The Alawites who rule Syria constitute 12% of the population. Though they make up the officer corps, still — there are those pesky non-Alawites among the men to worry about. When “real” Muslims massacred 82 Alawite miltary cadets at a graduation ceremony, as part of an anti-regime, anti-Alawite campaign, Hafez al-Assad surrounded Hama, an Ikhwan center, and told his troops to kill anyone who moved. Twenty thousand were killed.
Qualis pater, talis filius? Not quite. Bashir the son is a most myopic ophthalmologist. He may think that he is safe as long as he lets Sunnis use Syria as a point of entry into Iraq to fight the good fight (and any fight that directs Muslim interest and energies away from the Alawites of Syria, disguised as “Ba’athists,” is a good fight), and simultaneously lets Syria be used the other way, as a place through which Iranian weaponry, money, and agents are delivered to Hizballah in Lebanon. In such a way do the Alawites hope, by giving at the office, to stay in power (and to keep those reliable Armenian drivers and other Christians whom they can trust).
But is this true? What if the Israelis inflict a severe defeat — not merely severe, but one seen as humiliating, to the regime? Then the agitation would begin. Not agitation from the would-be Chalabis — Ghadry et al, or the false “reformers” like Hafez al-Assad’s former aide and Vice-President, the Sunni Muslim Kaddam, now working from the safety of his French pleasure-dome (bought with the loot his years in office permitted him to accumulate, which now allows him to pretend to be a “reformer” when what he really wants is to return to power, this time as Mr. Big). Every Alawite house has a picture of Mary. Every Alawite village is known. Do the Alawites want a bloodbath, or do they want to decide now to retreat into their own Syrian redoubt and no longer do Iran’s bidding, or for that matter the bidding of Sunnis, deciding instead to preserve themselves and save their weaponry, for a war within Syria to preserve themselves from the real Muslims?
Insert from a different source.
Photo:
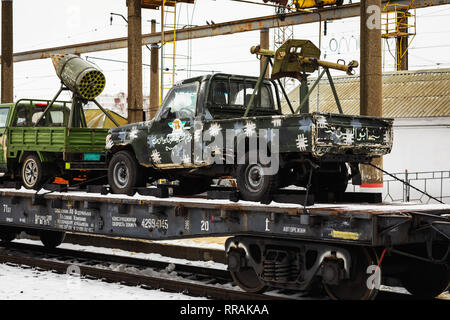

So far Bashir al-Assad’s eagerness to assuage Muslims, both Sunni and Shi’a, outside Syria, appears to have worked. He is still in power. Alawite generals still strut about. But for how long, if their forces are damaged and humiliated by the Israelis? How long did Gamal Abdel Nasser last, after the Six-Day War?
In that vast Pentagon, is there anywhere an office devoted to tracking those potential sources of weakness and internecine warfare, in the camp of Jihad and Islam? For example, is there a special office designed to do nothing but figure out ways to use the peculiar vulnerability of the Alawites for American advantage? For those Alawites must prove to both Sunnis and to Shi’a that they are true Muslims despite their Mary-worship, despite the Syrian government closing on Christmas, despite the Good Friday processions that, incredibly for a supposedly “Muslim” country, actually take place publicly without incident (because the Alawite officers have the army in place to protect those Christian processions from the real Muslims, some of whom have resigned themselves to accepting these things). That office should be dedicated to obtaining not the “friendship” of the Alawites (for god’s sake, put that idiotic goal out of your mind) but rather their cooperation, by threatening to encourage others — Egypt, Jordan, Saudi Arabia — to use their propaganda machines to harp on this little matter of the Alawite despots who have murdered Sunnis, genuine Muslims, and continue to hold them in thrall. The Alawite rulers may think we would never do this, but that is only because they fail to realize that at this point, if the Alawites behave so as to promote the worst and most violent and most potent of Muslim armed groups, they should not expect their worship of Mary to get them off the hook.
Last year they lost Lebanon as a place to exploit financially. Now they have, in their insensate willingness to fulfill Iranian bidding and thereby to risk everything, have figuratively lost their heads. If they do not come to their senses, Americans, not with help from their “Sunni Arab allies” but rather from Sunni Arabs who have their own reason for cutting Syria’s ties with Iran, should make sure that they will be in danger of turning that figurative loss into a literal one — and not far in the future. Surely they know that. Surely they know what happened to those Alawite military cadets in Homs. Surely they know their local Muslims, and what is just beneath the surface, and what could so easily be made to come out, to the great chagrin of those Alawite officers who would suddenly lose control of their maddened men.
Why risk it? Why risk everything? Hizballah is in trouble. Iran is going to be in bigger trouble. Why should the Alawites of Syria risk all?